Trotz des Schei-terns anfänglicher Initiativen sind die Autoren überzeugt, dass in den letzten zehn Jahren für bestimmte Gruppen der Bevölkerung die Zeit offensichtlich reif dafür geworden sei, „ein Leben ohne eigenes Auto als individuell, gesellschaftlich, ökonomisch und ökologisch sinnvoll anzuerkennen“ (S. 9). Im Forschungsprojekt wurden unterschiedliche Grade der Autoreduzierung festgestellt. In  autofreien Wohnsiedlungen im strengen Sinn verpflichten sich die BewohnerInnen beim Erwerb oder Anmieten der Wohnung, auf den Besitz eines eigenen Autos zu verzichten. Damit verbunden ist die Reduzierung der Stellplätze auf einen Bruchteil der sonst üblichen Parkflächen. Beispiele hierfür sind das Großstadtquartier Terrain in Amsterdam mit 600 Wohneinheiten, das 1998 fertiggestellt wurde sowie das Projekt Saarlandstraße in Hamburg (Fertigstellung bis 2005). Auch das Wohnvorhaben Floridsdorf in Wien ist dieser Kategorie zuzuzählen. In autoarmen  Wohnquartieren gibt es keine formale Verpflichtung zum Verzicht auf ein eigens Auto, jedoch werden Anreize hierfür geschaffen. Wer ein Auto besitzt, muss einen Stellplatz nachweisen und dafür die Kosten aufbringen, wer kein Auto besitzt, spart diese Kosten. Beispiele hierfür sind größere Wohnprojekte, die einen ganzen Stadtteil umfassen (Tübingen, Freiburg).

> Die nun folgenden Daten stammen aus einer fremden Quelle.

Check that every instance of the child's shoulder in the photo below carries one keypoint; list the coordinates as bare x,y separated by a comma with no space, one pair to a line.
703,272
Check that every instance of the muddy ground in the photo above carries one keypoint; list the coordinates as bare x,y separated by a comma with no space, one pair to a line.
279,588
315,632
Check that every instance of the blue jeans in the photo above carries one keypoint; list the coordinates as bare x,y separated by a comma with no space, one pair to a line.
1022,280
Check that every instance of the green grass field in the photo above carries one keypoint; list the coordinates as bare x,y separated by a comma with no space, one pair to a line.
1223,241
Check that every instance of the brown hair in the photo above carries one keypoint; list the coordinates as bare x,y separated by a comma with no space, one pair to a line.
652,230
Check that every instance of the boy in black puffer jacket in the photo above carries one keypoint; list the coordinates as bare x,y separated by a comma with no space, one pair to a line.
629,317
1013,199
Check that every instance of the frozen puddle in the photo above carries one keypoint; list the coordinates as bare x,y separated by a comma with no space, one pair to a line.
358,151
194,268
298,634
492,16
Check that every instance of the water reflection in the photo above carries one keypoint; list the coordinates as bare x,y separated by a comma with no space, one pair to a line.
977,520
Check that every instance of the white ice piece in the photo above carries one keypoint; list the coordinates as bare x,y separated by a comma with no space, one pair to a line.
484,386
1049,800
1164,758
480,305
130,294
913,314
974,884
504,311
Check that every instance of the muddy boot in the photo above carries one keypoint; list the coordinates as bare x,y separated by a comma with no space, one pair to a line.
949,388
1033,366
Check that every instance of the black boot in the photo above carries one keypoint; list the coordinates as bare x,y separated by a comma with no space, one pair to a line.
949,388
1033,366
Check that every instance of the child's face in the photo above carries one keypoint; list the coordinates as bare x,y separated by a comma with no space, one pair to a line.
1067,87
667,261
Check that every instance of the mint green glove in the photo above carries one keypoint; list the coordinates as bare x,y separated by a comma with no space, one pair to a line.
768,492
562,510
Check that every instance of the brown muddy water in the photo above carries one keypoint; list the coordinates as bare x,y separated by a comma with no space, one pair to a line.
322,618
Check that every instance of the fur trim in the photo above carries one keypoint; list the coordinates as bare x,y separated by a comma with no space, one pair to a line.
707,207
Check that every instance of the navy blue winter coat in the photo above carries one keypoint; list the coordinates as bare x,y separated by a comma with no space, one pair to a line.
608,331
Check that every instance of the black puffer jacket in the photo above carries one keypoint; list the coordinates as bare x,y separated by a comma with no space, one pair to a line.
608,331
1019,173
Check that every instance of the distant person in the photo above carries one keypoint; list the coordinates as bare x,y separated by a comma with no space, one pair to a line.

Die vorgestellten Beispiel zeigen, dass mit Innovationen ein Leben ohne eigenes Auto durchaus machbar ist. So ist in Hamburg in den Mietkosten eine Jahreskarte für die öffentlichen Verkehrsmittel integriert. Jeder Bewohner mit Führerschein erhält außerdem mittels Chipkarte Zugang zum hauseigenen Fuhrpark und kann die unterschiedlichen Fahrzeuge - vom Elektromobil bis zum Transporter auf Stundenbasis mieten. Fast alle Projekte arbeiten mit Carsharing-Unternehmen zusammen. Entsprechende Stellplätze am Rande der Siedlung erleichtern die Nutzung eines Autos für diejenigen Ziele, für die andere Verkehrsmittel keine geeigneten Angebote bereit-stellen. Integrierte Geschäfte ermöglichen eine „Versorgung der kurzen Wege“. Die durch das Wegfallen der Parkplätze gewonnenen Freiflächen werden häufig gemeinschaftlich genutzt. In Wien Floridsdorf entstanden ein Internetcafe, eine Fahrradwerkstatt, ein Tageselterncenter und ein Waschsalon. Das ebenfalls in Wien beheimatete Projekt Sargfabrik mit 73 Wohneinheiten, das aus einer Gemeinschaftsinitiative heraus entstanden ist, verfügt gar über ein elegantes Badehaus mit einem darüber gelegenen Seerosenteich. Das 1996 fertiggestellte Vorhaben wurde übrigens nur genehmigt, weil es als Wohnheim definiert und so die Stellplatzverordnung umgangen wurde.Dass auch bereits bestehende Siedlungen autofrei gemacht werden können, beweisen die vorgestellten Beispiele aus Nürnberg, wo eine Satellitenstadt aus den 70er Jahre durch die Verbannung der Autos aus dem Wohnbereich attraktiver wurde, und Wittenberg. Hier wurde die Ästhetik und Atmosphäre einer Gartenstadt aus den 20er Jahren durch die Autofreiheit wieder hergestellt.

Der Band, der auch Probleme und Herausforderungen nicht verschweigt, ist allen, die mit Stadtplanung zutun haben, zu empfehlen. H. H.

Bei Amazon kaufenChrist, Wolfgang; Loose, Willi: Städtebauliche und ökologische Qualitäten autofreier und autoarmer Stadtquartiere. Bauhaus Universität Weimar, Öko-Institut, Freiburg: Eigenverlag, 2001. 110 S., € 27,56 / DM 53,90 (Zu bestellen bei: Öko-Institut Freiburg PF 6226, D-79038 Freiburg, www.oeko.de)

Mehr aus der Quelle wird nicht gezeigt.